Without the contemplative dimension in our lives, we cannot be fully human. Mother Mary Clare


It had been a perfectly lovely Sabbath day. Worship with our church family, lunch, reading the Sunday paper, nap, international soccer game, lawn mowing of the walking path, brushing horses and donkeys, a trip to Barnardsville to check out the ten acre hay field we will be baling on Tuesday, visiting Vince and Tina who are still under the weather... The perfect end to a perfect day was sitting with our farm family watching the sunset, drinking cherry coolers and talking about the days of our lives. Jeannie will come home from the hospital Monday or Tuesday after her successful knee surgery. Sam, Leisa’s black lab, looked yearningly at our cat Wiley as a possible appetizer. Talk of helpers for the hay baling was counterpoint for the garden report from Tim. Gentle laughter at remembered bloopers, lovely sunset and moon rise, cicada song and bat flight, slow departures with hugs and pats...
Michael returned the phone call from our friend in Louisville as we sat in the swing on the front porch. Suddenly all the air was gone and I was gasping for breath. I was in a thin place where breath and life and death live next to God. Our friend has cancer and a new baby granddaughter at the same time. His treatment is going well and there is a good prognosis but the cancer was advanced. He has become one of the band of brothers who live with reality of their own death in a particular way. We sat for awhile, tasting our grief and tears, praying for him and his family. As I watched the fire flies bright points of light in the dark night sky, I imagined all our prayers for him as signal lights calling for God’s presence in his new life as grandfather and cancer patient.

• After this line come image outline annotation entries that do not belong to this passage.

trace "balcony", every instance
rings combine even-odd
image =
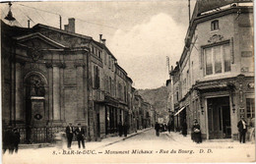
[[[93,100],[98,102],[104,101],[104,92],[99,89],[93,89]]]

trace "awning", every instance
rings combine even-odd
[[[175,113],[174,116],[177,116],[183,109],[185,109],[185,106],[181,107],[181,108],[177,111],[177,113]]]

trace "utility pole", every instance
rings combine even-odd
[[[169,57],[168,56],[166,56],[166,65],[168,67],[168,74],[169,74]]]
[[[190,0],[188,0],[188,21],[190,25]]]
[[[31,27],[31,20],[28,20],[28,27]]]

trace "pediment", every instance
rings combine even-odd
[[[46,50],[46,49],[63,49],[64,45],[44,36],[39,32],[31,33],[15,38],[19,45],[29,49]]]

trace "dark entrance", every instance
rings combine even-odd
[[[47,141],[44,82],[39,76],[26,80],[26,142]]]
[[[229,97],[207,99],[209,138],[230,138]]]

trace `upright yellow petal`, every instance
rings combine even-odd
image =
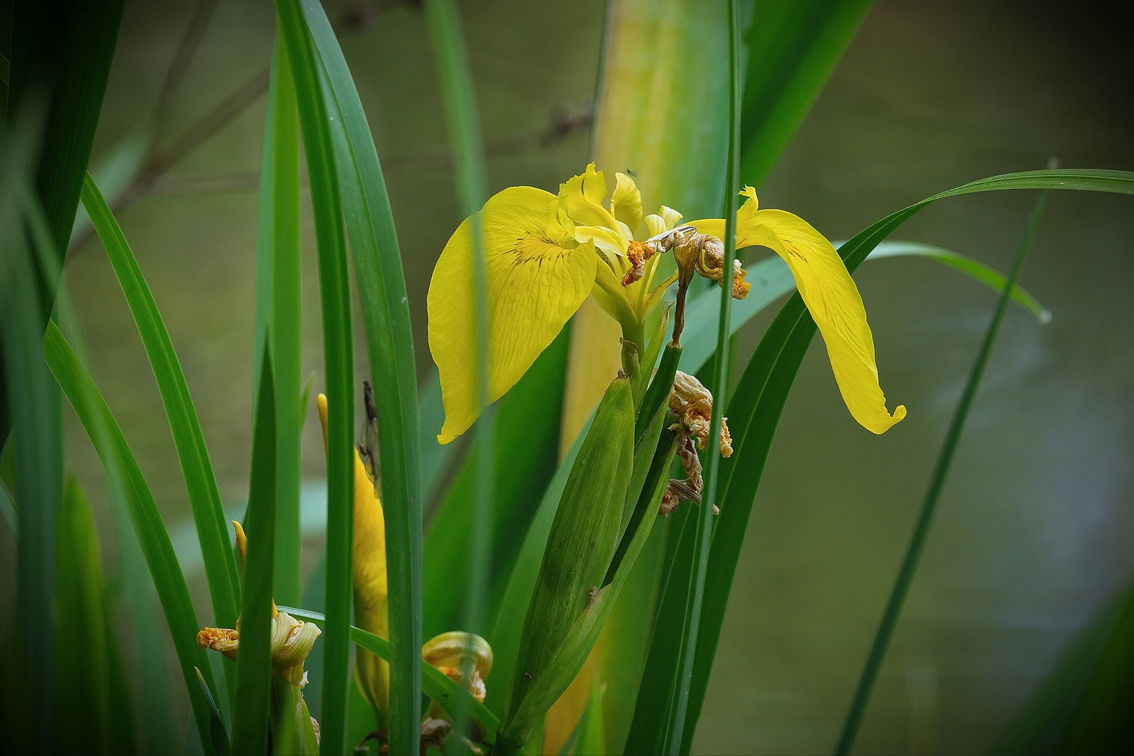
[[[615,193],[610,195],[610,211],[633,232],[642,222],[642,193],[626,173],[616,175]]]
[[[822,233],[798,215],[756,210],[755,202],[753,192],[737,212],[736,246],[768,247],[784,258],[827,343],[847,409],[866,430],[885,433],[906,416],[906,408],[898,406],[892,415],[886,409],[866,309],[843,258]],[[693,226],[701,233],[725,233],[723,220],[695,221]]]
[[[374,494],[374,483],[355,450],[354,610],[355,625],[380,638],[390,637],[386,583],[386,519]],[[390,665],[358,648],[355,656],[358,687],[383,725],[390,706]]]
[[[542,189],[511,187],[489,199],[480,213],[488,274],[489,401],[515,385],[594,284],[594,245],[568,249],[547,235],[555,202],[556,196]],[[429,346],[445,402],[439,443],[467,431],[479,414],[473,287],[473,239],[466,219],[433,269],[426,301]]]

I am reading Anne Lamott’s book Grace Eventually and one of her images has stuck in my mind. She describes our progress as Christians in motion terms... two steps forward, three steps back, marching forward triumphantly or scootching along on our bottoms... all are a part of our process. We do what we can as we can as best we can. And sometimes, scootching along is the best we can do. The important part of the process for me is not how I am moving but that I am paying attention as I move, a contemplative dimension as Mother Mary Clare says. The call from our friend last night was a reminder to savor, slow down, see the goodness that surrounds me and give thanks for all that has been, all that is and all that is to come. Whether I scootch or stride, live in health or sickness, am filled with joy or struggling with darkness, I remember to Whom I belong and give thanks. “Be still and know that I am God.” I am still and I know. Thanks be to God.